Nov 11 2012

Commission Jospin : l’autre révolution de la représentation des Français de l’étranger ?

Alors que le gouvernement devrait d’ici un mois, à l’occasion du bureau de l’Assemblée des Français de l’étranger (AFE) nous éclairer sur ses intentions en matière de réforme de l’AFE (cf mon billet du 10 septembre dernier), un nouveau vent de « changement » vient souffler sur la représentation des Français établis hors de France : la commission Jospin propose de modifier en profondeur les modalités d’élection de leurs parlementaires les représentant.

La proposition n°8 du rapport tend à « réformer les modalités de l’élection des députés représentant les Français de l’étranger » en fusionnant les 11 circonscriptions actuelles en 2 circonscriptions, l’une représentant les Français de l’étranger établis en Europe et l’autre, le reste du monde. Cette proposition, justifiée par le caractère prétendument « illusoire » du lien entre des électeurs et un député dans une vaste circonscription, me paraît aussi être paradoxale : les circonscriptions géographiques actuelles, même trop vastes, permettent un ancrage territorial minimal du député. Les Français des États-Unis et ceux du Canada partagent bien des problématiques communes, tout comme ceux des différents États d’Amérique du Sud. Même dans les plus vastes circonscriptions, un député peut se déplacer dans les différents pays, y entretenir des liens privilégiés avec  les élus locaux (les conseillers à l’Assemblée des Français de l’étranger) et y développer une expertise spécifique à sa zone. Il ne serait d’ailleurs pas aberrant que les 12 sénateurs des Français de l’étranger représentent eux aussi des circonscriptions géographiques différentes : cela permettrait une meilleure répartition des tâches et une meilleure représentativité géographique.

Le rapport Jospin préconise par ailleurs que ces députés des Français de l’étranger soient désormais élus au scrutin proportionnel : ce mode de scrutin faciliterait certes la représentation des « petits partis », mais il aurait pour effet pervers de priver de représentation nos compatriotes établis dans des pays où les communautés françaises sont moins nombreuses. Car tous les partis optimiseraient leur  stratégie électorale en présentant des listes de candidats issus des communautés démographiquement plus importantes (hors UE, des députés issus des États-Unis, du Canada et du Maghreb auraient donc  à représenter les très nombreux Français d’Afrique, d’Asie et d’Océanie…). Loin de renforcer la légitimité démocratique des députés, cette proposition, si elle était mise en œuvre, diluerait encore le lien entre électeurs et élus !

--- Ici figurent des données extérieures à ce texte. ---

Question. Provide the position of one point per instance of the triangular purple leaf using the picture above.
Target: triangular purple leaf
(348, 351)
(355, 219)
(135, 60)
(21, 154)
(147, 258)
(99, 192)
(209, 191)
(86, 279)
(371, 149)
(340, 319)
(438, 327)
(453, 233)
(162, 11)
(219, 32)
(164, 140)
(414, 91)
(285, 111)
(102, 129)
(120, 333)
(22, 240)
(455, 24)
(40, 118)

La proposition n°10 vise, elle, à « Assurer une représentation plus juste des collectivités territoriales au Sénat par une pondération des voix des grands électeurs et retirer les députés du collège électoral ». Elle suggère d’élargir le collège électoral des sénateurs représentant les Français établis hors de France (cette idée a déjà été retenue par l’AFE, dans le cadre de la résolution relative à sa réforme, votée à l’unanimité en septembre dernier), de retirer les députés des Français de l’étranger du collège électoral des Français établi hors de France… voire de supprimer purement et simplement la représentation des Français de l’étranger au Sénat ! Cette dernière proposition ouvrirait évidemment la voix à une suppression de l’AFE, puisque le même prétexte – l’existence de députés – s’appliquerait bien évidemment aussi à elle ! Poussant la logique de la commission Jospin jusqu’au bout, il faudrait même tout simplement supprimer le Sénat lui-même… puisque tous les territoires français ont également une représentation à l’Assemblée nationale. Alors même que l’élection en juin dernier des députés des Français de l’étranger venait parachever la représentation institutionnelle des expatriés, un tel revirement constituerait une véritable erreur historique !

Enfin, si je me réjouis que la proposition n°15 tende à « Rendre incompatible le mandat de parlementaire avec tout mandat électif autre qu’un mandat local simple à compter des prochaines élections locales » et que la proposition n°31 vise à « Renforcer le régime des incompatibilités professionnelles applicable aux parlementaires », je regrette l’absence de toute proposition visant à limiter le cumul des mandats dans le temps.